Abstract

The traditional method of sensitive data identification for data stream has a large amount of calculation and does not reflect the impact of time on the data value, and the mining accuracy is not high. In view of the above problems we firstly adopt the sliding window mechanism to divide the data flow according to time and delay the dataset according to the characteristics of the data flow in the sliding window to achieve the purpose of saving time and space. At the same time, threshold sensitivity analysis is used to find out the optimal threshold. Finally, a K-anonymous algorithm based on dynamic rounding function is employed to achieve the protection of sensitive data. Theoretical analysis and experimental results show that the algorithm can effectively mine the sensitive data in the data stream and can effectively protect the sensitive data.

1. Introduction

With the rapid development of network technology, Internet platforms such as search engines, social networks, and e-commerce have generated a large amount of data when it is convenient for users. Now it is entering the era of big data where data is explosively growing. People are paying more and more attention to the protection of personal information, and data has become the most valuable thing at the moment. This has led to the mining and protection of sensitive information, that is, through the mining of super large amounts of data to obtain important information of users. However, mining sensitive data can also lead to privacy leakage. Therefore, many researchers began to focus on sensitive data mining and protection.
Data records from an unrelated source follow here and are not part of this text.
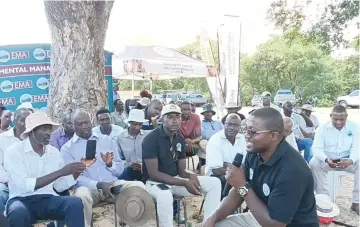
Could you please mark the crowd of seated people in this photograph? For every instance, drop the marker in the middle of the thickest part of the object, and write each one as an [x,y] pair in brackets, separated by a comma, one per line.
[147,148]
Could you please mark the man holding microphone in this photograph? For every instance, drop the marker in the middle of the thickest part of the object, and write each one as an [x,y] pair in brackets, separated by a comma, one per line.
[266,180]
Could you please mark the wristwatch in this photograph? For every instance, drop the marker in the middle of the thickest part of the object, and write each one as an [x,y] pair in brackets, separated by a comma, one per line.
[244,189]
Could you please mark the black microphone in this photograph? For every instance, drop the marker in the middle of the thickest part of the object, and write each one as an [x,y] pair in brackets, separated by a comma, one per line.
[237,162]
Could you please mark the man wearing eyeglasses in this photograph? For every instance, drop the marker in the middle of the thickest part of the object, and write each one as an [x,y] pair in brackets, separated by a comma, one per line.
[164,169]
[274,181]
[223,147]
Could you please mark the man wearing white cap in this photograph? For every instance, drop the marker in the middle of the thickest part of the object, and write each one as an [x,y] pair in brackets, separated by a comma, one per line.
[307,110]
[266,98]
[7,139]
[105,127]
[336,148]
[164,161]
[130,144]
[35,168]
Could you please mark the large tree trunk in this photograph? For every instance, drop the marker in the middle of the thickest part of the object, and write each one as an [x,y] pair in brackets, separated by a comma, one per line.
[78,30]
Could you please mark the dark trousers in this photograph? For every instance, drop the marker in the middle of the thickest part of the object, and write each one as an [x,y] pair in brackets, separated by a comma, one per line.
[25,211]
[130,175]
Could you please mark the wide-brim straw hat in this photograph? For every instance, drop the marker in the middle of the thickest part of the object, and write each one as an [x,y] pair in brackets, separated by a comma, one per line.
[35,120]
[208,108]
[325,208]
[134,206]
[308,107]
[202,151]
[136,115]
[144,101]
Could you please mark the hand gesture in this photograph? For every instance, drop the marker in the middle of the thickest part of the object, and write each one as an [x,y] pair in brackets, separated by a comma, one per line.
[88,163]
[331,163]
[193,178]
[154,118]
[190,186]
[235,176]
[105,187]
[344,163]
[136,166]
[73,168]
[189,141]
[107,158]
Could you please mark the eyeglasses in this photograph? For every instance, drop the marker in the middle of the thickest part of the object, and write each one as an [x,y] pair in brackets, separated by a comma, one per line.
[173,153]
[252,133]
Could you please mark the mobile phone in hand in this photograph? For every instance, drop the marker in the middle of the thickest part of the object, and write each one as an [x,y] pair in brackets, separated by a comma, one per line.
[90,149]
[116,189]
[162,186]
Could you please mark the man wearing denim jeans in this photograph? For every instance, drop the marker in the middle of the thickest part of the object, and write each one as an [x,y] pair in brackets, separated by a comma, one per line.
[301,121]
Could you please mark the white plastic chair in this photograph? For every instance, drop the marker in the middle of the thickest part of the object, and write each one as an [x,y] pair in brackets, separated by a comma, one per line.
[334,183]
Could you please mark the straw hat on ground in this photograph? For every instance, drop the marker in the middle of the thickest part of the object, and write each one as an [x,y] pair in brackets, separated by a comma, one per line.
[325,208]
[135,206]
[35,120]
[144,101]
[202,151]
[208,108]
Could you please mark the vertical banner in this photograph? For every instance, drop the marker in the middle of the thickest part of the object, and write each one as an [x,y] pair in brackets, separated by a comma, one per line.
[212,81]
[229,54]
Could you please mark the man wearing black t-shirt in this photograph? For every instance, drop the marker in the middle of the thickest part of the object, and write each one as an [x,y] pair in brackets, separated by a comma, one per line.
[164,169]
[275,181]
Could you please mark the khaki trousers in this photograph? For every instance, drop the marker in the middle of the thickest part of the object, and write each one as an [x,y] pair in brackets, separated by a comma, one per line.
[210,186]
[91,197]
[320,168]
[239,220]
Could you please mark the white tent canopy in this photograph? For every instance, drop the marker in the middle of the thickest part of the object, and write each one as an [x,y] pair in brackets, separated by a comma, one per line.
[156,63]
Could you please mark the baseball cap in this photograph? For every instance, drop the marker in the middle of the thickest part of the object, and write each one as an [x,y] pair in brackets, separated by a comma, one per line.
[170,108]
[265,93]
[2,106]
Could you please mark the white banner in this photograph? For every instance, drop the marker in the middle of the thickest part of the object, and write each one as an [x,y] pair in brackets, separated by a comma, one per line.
[229,36]
[212,81]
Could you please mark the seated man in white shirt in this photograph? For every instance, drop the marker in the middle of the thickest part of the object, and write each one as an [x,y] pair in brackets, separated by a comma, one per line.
[7,139]
[94,185]
[288,134]
[222,148]
[34,168]
[336,148]
[307,111]
[300,121]
[105,127]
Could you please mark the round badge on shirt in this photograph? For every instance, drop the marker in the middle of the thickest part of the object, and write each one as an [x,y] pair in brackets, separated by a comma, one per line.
[266,189]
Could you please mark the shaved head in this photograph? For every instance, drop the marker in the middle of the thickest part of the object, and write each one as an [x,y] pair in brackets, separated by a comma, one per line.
[288,124]
[272,119]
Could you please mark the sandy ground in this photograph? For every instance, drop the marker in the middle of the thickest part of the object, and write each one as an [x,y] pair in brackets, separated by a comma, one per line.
[103,216]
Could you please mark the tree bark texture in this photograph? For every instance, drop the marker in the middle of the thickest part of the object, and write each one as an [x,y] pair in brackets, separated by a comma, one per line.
[78,31]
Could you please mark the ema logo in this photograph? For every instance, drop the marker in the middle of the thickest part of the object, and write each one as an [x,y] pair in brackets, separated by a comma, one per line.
[42,83]
[8,101]
[44,109]
[4,56]
[25,98]
[6,86]
[39,54]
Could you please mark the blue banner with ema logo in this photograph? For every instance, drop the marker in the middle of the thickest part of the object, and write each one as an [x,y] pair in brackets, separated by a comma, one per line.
[25,74]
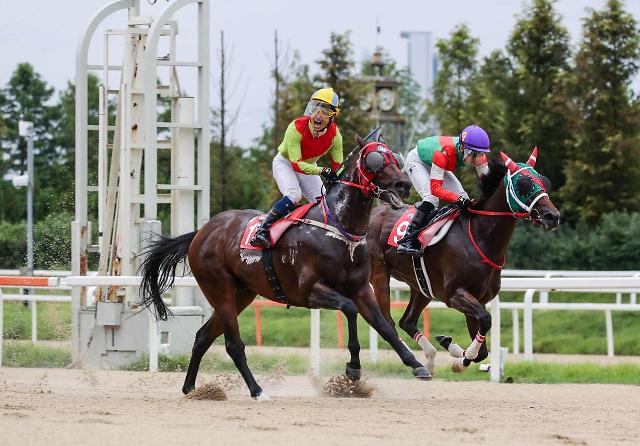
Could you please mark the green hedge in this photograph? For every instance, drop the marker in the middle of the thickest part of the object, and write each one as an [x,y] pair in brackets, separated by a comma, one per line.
[613,244]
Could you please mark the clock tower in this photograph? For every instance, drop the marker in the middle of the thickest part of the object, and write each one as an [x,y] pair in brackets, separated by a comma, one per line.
[381,102]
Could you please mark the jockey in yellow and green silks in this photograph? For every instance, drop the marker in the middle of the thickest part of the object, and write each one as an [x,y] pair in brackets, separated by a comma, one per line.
[306,139]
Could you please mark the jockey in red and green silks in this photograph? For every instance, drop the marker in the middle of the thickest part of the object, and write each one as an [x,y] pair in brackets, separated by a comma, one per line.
[431,166]
[294,167]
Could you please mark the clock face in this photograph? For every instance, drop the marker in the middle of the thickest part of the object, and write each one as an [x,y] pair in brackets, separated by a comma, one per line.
[366,102]
[386,99]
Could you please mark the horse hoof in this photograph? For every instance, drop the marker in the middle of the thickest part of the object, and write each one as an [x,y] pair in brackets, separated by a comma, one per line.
[353,374]
[422,373]
[444,341]
[262,397]
[458,366]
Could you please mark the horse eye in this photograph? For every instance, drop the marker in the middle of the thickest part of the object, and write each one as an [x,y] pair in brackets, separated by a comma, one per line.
[399,159]
[374,162]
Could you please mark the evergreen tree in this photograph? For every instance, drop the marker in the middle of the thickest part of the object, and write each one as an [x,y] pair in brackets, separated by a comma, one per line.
[603,173]
[337,70]
[453,84]
[25,98]
[538,50]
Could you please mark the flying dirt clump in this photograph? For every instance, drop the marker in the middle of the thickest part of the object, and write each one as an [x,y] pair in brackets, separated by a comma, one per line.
[210,391]
[342,387]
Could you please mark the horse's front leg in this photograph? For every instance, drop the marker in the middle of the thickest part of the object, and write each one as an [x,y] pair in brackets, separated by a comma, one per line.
[368,308]
[324,297]
[467,304]
[409,323]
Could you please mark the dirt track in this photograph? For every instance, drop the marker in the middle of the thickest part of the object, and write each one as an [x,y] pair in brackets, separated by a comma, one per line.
[56,407]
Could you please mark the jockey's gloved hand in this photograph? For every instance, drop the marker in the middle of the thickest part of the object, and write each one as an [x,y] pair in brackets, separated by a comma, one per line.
[328,175]
[464,203]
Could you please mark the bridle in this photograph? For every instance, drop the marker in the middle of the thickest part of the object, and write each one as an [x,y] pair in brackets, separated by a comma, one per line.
[510,193]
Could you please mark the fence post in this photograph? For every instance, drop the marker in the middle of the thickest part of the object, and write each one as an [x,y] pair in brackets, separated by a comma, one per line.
[516,331]
[609,323]
[528,324]
[495,340]
[34,320]
[1,324]
[373,345]
[153,343]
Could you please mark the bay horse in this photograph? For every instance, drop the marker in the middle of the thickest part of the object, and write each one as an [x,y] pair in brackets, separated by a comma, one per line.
[316,267]
[460,268]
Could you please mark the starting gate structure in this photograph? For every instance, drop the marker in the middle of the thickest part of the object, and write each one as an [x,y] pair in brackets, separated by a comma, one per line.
[152,114]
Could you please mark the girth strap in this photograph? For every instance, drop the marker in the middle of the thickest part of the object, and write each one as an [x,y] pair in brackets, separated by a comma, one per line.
[267,260]
[421,278]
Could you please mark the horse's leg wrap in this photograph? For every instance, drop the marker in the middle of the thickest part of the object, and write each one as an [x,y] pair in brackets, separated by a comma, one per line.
[471,352]
[429,350]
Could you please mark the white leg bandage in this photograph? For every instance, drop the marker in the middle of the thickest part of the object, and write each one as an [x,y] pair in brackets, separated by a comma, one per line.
[429,350]
[473,350]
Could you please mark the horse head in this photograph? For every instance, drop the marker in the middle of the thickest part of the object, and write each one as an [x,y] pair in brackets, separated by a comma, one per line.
[527,191]
[377,171]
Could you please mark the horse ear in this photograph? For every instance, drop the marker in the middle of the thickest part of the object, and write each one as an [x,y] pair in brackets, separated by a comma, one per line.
[508,162]
[533,157]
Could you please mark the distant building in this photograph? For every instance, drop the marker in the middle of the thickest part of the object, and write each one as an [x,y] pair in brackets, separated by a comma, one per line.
[422,59]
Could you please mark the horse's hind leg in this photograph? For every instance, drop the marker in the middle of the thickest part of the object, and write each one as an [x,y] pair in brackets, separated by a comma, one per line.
[409,323]
[466,303]
[206,335]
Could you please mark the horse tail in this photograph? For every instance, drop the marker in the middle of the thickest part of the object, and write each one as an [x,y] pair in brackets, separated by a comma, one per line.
[159,270]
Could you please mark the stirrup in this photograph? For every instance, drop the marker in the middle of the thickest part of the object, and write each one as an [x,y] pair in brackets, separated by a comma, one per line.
[261,238]
[410,250]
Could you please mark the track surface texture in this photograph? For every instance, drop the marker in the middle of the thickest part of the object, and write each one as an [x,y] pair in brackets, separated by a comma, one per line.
[69,407]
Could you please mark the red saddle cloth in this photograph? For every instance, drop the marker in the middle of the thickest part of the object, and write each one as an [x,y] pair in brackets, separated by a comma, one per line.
[277,229]
[426,235]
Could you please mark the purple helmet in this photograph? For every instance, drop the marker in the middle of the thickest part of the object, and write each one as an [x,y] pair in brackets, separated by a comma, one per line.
[475,138]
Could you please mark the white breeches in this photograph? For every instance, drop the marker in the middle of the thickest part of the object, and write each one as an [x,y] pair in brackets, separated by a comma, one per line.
[420,175]
[294,184]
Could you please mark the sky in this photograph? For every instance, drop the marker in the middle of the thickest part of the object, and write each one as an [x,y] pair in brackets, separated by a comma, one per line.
[45,33]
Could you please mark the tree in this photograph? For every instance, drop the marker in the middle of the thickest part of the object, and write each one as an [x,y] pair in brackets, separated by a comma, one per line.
[603,173]
[538,52]
[453,83]
[337,70]
[25,98]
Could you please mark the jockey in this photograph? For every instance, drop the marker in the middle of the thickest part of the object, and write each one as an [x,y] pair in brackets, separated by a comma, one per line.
[430,167]
[294,167]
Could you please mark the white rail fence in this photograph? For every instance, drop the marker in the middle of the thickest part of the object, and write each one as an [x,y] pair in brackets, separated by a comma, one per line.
[617,282]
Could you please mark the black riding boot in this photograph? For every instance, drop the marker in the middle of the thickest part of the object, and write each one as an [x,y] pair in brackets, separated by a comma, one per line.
[280,208]
[409,244]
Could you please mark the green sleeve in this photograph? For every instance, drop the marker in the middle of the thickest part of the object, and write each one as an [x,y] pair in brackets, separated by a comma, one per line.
[336,152]
[290,148]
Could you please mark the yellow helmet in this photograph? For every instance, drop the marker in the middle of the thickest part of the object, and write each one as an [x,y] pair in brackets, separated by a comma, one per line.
[325,98]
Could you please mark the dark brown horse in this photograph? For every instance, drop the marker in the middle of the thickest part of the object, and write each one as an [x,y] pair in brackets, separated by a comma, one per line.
[317,268]
[464,267]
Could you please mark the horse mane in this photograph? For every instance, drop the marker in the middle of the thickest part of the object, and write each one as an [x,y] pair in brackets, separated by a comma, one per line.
[490,182]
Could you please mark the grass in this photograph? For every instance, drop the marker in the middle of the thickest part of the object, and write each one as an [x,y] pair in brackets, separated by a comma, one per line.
[563,332]
[17,354]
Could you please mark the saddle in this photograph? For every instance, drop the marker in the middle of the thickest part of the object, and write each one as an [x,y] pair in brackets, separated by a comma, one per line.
[277,229]
[431,233]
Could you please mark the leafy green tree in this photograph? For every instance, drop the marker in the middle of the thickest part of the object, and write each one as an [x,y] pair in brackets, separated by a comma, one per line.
[538,52]
[337,70]
[26,97]
[453,84]
[603,173]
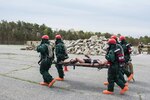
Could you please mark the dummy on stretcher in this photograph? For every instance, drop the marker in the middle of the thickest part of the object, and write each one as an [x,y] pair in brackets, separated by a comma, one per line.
[88,62]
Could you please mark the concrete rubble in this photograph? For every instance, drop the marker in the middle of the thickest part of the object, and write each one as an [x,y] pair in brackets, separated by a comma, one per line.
[93,46]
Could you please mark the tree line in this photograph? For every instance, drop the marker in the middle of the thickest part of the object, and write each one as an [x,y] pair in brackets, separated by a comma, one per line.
[19,32]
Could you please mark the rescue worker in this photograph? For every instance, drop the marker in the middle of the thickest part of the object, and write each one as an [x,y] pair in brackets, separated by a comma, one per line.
[113,70]
[127,52]
[121,72]
[61,55]
[45,61]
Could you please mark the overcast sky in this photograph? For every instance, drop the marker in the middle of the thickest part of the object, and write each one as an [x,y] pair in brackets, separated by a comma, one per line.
[127,17]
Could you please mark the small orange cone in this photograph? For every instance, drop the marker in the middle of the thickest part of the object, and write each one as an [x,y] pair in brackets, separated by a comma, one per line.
[66,68]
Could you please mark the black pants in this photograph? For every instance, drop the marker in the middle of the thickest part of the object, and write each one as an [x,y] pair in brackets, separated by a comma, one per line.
[44,68]
[60,69]
[113,77]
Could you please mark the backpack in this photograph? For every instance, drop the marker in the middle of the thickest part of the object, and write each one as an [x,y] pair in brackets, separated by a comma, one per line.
[120,57]
[50,50]
[129,50]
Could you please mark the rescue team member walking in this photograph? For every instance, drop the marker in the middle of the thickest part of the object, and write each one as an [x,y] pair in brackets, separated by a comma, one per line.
[127,54]
[122,66]
[46,61]
[61,55]
[113,70]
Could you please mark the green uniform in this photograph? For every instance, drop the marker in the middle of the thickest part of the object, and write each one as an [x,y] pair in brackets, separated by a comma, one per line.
[45,61]
[113,70]
[61,55]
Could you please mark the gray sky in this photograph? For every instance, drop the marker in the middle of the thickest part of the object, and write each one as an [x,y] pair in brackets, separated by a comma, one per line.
[127,17]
Baidu Encyclopedia defines sensitive information as follows: being used for improper behavior or being released or modified by others without the consent of the parties would be unfavorable to the implementation of the national interest or government plans or unfavorable to personal privacy rights enjoyed by individuals, including personal privacy information, business management information, financial information, personnel information, IT operation, and maintenance information. Among them, the data stream has strong time characteristics, and there is also the risk of sensitive information being tampered with and eavesdropped. However, expired stream data tends to be less valuable. The identification of sensitive data based on text content is a typical application of data mining. The method proposed in [1] is based on the threshold self-learning technology to improve computing efficiency. Massive text clustering and topic extraction based on sensitive data can obtain accurate and sensitive information, but it is not suitable for mining sensitive information in social networks [2]. There are various methods for mining sensitive data in social networks, such as ensuring close privacy while publishing sensitive data [3], analyzing sensitive data transmission in android, leak detection for privacy [4], and multipart support sensitive data mining algorithm [5]. Although the above method can efficiently mine sensitive data, it ignores the most important temporal characteristics of data flow. Based on this, Li Haifeng et al. proposed the FIMoTS algorithm in 2012 [6], Qi Xiangxia et al. [4] presented the FIUT-Stream algorithm in 2013, and Yin Shaohong et al. proposed the SWM-MFI algorithm in 2015 [7]. These algorithms are based on sensitive data mining algorithms on the time data stream and are more in line with the characteristics of data flow in today’s social networks.

This paper summarizes the advantages of the above algorithm and proposes a threshold self-learning algorithm based on the sliding window, which can ensure the shortest mining time based on the mining of accurate information.

The protection of sensitive data is to prevent data from being leaked while ensuring the usefulness of the data [8, 9]. In order to protect the user’s personal information, the traditional technique is to delete the user’s sensitive data before the data is released. However, it has been found in practice that this method does not protect user information well, and it is difficult for data recovery, which destroys the usefulness of data. In view of the above problems, this paper mainly uses the following steps to mine and protect the data. Firstly, we segment the data stream and extract sensitive words. Then we divide the sliding window to mine sensitive data. Next, we find the optimal threshold. Finally we use the DIFD algorithm to implement the protection of sensitive data.

2.1. Sensitive Data Mining

The sensitive data recognition method based on text content mentioned in [1] is to judge sensitive information by simple feature selection extraction of text content and threshold determination method based on learning. The advantage is that the threshold determined by self-learning can make the accuracy of data extraction the highest, but when comparing threshold effects, a large number of calculations are generated, which greatly reduces the mining efficiency. The FIMoTS algorithm mentioned in [6] is more in line with the characteristics of data flow in today’s social networks, which emphasizes the influence of time on the value of data. Based on the sliding window processing method, the time period is the processing unit, which increases the computational efficiency. However, the selection of the threshold value during the process is too arbitrary, and it is difficult to ensure the reliability of the mining result only through user customization. The mining algorithm used in this paper is combined with the FIMoTS algorithm in [1, 6]. First, the FIMoTS algorithm is briefly introduced as follows.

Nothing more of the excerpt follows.